John Fremlin's blog: teepeedee2 achieves 10k requests/second

Posted 2009-08-09 03:50:00 GMT

The humiliation of having teepeedee2 play second fiddle to C implementations was weighing heavily on my mind, so today I spent a few hours squeezing a bit more fat out of the HTTP processing.

One of the major motivating factors for making tpd2 was the idea from the C10k website that it should be possible to get much better performance out of a webserver than is currently normal. The 10k goal looked very far away at the beginning of the project, and many people said it was impossible from Lisp, which after all is a very dynamic language. Request throughput of a few
webservers (SVG image).

Yes, tpd2 has broken the 10k requests/s barrier on one core.

This is a big moment for me psychologically (and a testament to the excellent work done by the SBCL hackers on their Lisp implementation).

The significance is that teepeedee2 presents a new level of speed for dynamic websites.

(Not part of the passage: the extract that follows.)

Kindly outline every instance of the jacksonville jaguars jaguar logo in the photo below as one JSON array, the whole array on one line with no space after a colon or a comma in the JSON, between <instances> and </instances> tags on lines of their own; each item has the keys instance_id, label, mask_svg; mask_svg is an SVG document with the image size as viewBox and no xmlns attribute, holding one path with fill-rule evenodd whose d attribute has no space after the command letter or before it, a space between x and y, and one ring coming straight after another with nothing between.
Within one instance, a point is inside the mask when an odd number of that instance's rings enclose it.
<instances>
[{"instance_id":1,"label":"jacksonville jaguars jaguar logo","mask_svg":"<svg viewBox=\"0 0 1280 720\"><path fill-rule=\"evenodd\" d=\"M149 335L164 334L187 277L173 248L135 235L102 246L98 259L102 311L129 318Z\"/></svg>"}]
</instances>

The processing of GET parameters, building up of dynamic HTML and so on take less than 0.1ms — on my laptop, probably even less on a modern server CPU. Additionally, because of its scalable timeouts and use of epoll, teepeedee2 can handle many AJAX polling clients extremely efficiently. This opens up a world of opportunity for interactive web applications that simply can't be implemented on traditional platforms.

The two competitive (but slower) web application frameworks — ULib and kloned are based on custom template languages with the possibility to embed arbitrary C++ code.

The biggest obstacle was that the automatic code transforms from cl-cont mean that simply using local functions (i.e. flets and labels) causes memory to be allocated at runtime (inefficient funcallable/cc objects are created). Therefore I fiddled with the HTTP parsing to do more inside a without-call/cc. The result was a huge match-bind for cl-irregsexp.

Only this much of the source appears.